Notre avenir économique est-il vraiment derrière nous ?



« Avec une économie mondiale qui peine à se remettre de la crise économique de 2008, les inquiétudes à propos de l’avenir (en particulier de celui des économies développées) grandissent. Mon collègue Robert J. Gordon de l’université de Northwest a bien saisi le sentiment de plusieurs économistes en affirmant dans son récent livre The Rise and Fall of American Growth que les grandes innovations qui ont amélioré la productivité depuis un siècle et demi ne peuvent être égalées. Si c’est exact, les économies avancées doivent s’attendre à connaître une faible croissance économique, voire une véritable stagnation, au cours des années suivantes. Mais est-ce que le futur sera vraiment si lugubre ?

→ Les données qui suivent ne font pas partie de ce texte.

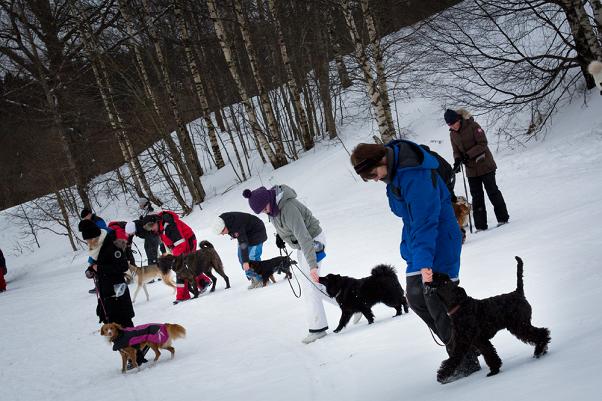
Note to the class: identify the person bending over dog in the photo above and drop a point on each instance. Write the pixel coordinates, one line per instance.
(431, 239)
(469, 144)
(180, 239)
(297, 226)
(250, 232)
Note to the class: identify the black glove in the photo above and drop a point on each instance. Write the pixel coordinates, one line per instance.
(90, 273)
(279, 242)
(428, 289)
(457, 165)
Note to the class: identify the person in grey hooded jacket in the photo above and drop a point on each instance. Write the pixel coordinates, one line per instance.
(297, 227)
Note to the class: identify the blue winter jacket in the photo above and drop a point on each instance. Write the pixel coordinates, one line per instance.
(431, 236)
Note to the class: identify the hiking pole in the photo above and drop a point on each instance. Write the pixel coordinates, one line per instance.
(467, 199)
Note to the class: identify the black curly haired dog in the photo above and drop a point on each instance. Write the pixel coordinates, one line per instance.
(265, 268)
(475, 322)
(360, 295)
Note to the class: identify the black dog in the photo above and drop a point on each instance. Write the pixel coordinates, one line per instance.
(475, 322)
(265, 268)
(191, 265)
(360, 295)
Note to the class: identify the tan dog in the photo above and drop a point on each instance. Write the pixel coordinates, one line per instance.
(595, 69)
(462, 212)
(144, 274)
(128, 340)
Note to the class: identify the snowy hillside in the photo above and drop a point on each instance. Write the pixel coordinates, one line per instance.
(246, 345)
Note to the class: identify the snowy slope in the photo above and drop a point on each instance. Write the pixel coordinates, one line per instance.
(246, 344)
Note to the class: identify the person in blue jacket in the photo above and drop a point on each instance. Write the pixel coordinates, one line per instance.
(431, 239)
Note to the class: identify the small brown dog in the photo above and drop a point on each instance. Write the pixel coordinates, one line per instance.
(154, 335)
(144, 274)
(191, 265)
(462, 212)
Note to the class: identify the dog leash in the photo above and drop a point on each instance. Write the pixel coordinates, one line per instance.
(435, 339)
(304, 275)
(288, 256)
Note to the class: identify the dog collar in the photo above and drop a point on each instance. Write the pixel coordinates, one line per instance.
(453, 310)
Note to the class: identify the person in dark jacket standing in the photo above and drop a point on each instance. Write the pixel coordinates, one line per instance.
(469, 145)
(110, 265)
(86, 214)
(181, 240)
(151, 239)
(431, 239)
(250, 232)
(109, 253)
(2, 272)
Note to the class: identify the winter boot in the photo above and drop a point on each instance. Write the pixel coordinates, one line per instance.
(311, 337)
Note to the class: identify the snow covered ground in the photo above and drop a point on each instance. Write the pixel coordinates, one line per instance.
(246, 344)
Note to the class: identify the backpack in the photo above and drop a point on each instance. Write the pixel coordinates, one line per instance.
(445, 170)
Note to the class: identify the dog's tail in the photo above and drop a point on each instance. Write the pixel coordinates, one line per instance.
(206, 245)
(384, 270)
(519, 276)
(175, 330)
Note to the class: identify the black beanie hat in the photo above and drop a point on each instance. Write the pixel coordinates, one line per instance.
(451, 116)
(89, 229)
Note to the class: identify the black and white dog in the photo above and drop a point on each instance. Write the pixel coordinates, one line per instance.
(360, 295)
(266, 268)
(476, 321)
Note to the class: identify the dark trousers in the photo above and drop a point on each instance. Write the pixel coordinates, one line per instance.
(428, 307)
(151, 245)
(478, 200)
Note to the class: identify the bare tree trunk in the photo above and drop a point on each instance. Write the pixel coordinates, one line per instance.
(261, 88)
(322, 71)
(275, 159)
(588, 29)
(175, 153)
(585, 53)
(380, 65)
(198, 84)
(597, 8)
(65, 215)
(53, 100)
(244, 148)
(338, 54)
(307, 140)
(103, 87)
(190, 155)
(372, 87)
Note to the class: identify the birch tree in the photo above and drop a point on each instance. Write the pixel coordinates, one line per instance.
(276, 159)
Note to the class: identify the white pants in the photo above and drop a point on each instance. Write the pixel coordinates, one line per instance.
(314, 308)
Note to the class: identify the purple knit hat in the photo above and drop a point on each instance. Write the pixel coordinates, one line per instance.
(258, 199)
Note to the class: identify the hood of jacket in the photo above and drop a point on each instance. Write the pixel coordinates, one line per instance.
(283, 194)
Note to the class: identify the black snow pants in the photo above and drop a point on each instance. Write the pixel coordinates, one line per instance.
(428, 307)
(478, 200)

Probablement pas. En fait, le pessimisme a régné sur les conceptions qu’ont pu développé les économistes pendant des siècles. En 1830, l’historien britannique Thomas Macauley nota que, "à chaque époque, chacun sait que les choses ne se sont améliorées que lentement, mais personne ne s’attend à ce qu’il y ait de nouvelles améliorations au cours des générations suivantes". Pourquoi, se demanda-t-il, les gens s’attendent à "rien, si ce n’est la détérioration" ? Bientôt, l’optimisme de Macauley fut corroboré par les débuts de l’ère du chemin de fer. Les avancées transformatives dans l’acier, la chimie, l’électricité et l’ingénierie ont rapidement suivi.

En ce qui concerne notre propre futur technologique, je m’attends à un résultat similaire. En fait, j’irais même jusqu’à dire que « nous n’avons encore rien vu ». Les avancées technologiques vont créer de puissantes rafales qui vont faire avancer les économies les plus avancées au monde.

Mon optimisme ne se fonde pas sur une certaine croyance dans le futur, mais sur la façon par laquelle la science (ou le "savoir propositionnel") et la technologie (le "savoir prescriptif") s’alimentent mutuellement. De la même façon que les percées scientifiques peuvent faciliter les innovations technologiques, les avancées technologiques permettent de nouvelles découvertes scientifiques, qui conduiront à leur tour à de nouvelles avancées technologiques. En d’autres mots, il y a une boucle rétroactive entre le progrès scientifique et technologique.

L’histoire de la technologie est remplie d’exemples où cette boucle rétroactive a été à l’œuvre. La révolution scientifique du dix-septième siècle a en partie été rendue possible par des outils nouveaux, technologiquement avancés, tels que les télescopes, les baromètres et les pompes à vide. On ne peut parler de l’émergence de la théorie des germes à la fin des années 1870 sans mentionner les améliorations que le microscope a connues précédemment. Les techniques de cristallographie aux rayons X utilisées par Rosalind Franklin ont joué un rôle déterminant dans la découverte de la structure de l’ADN, aussi bien que dans les découvertes qui ont conduit à l’attribution de plus d’une vingtaine de prix Nobel.

Les instruments dont dispose la science aujourd’hui comprennent des versions modernes de vieux outils qui auraient été inimaginables il n’y a même pas un quart de siècle. Les télescopes ont été envoyés dans l’espace et connectés à des ordinateurs à haute puissance et à optique adaptative, pour révéler un univers assez différent de celui qu’imaginaient les humains. En 2014, les concepteurs du microscope Betzig-Hell furent récompensés par un prix Nobel pour avoir surmonté un obstacle que l’on considérait comme insurmontable, en amenant la microscopie optique à la nanodimension.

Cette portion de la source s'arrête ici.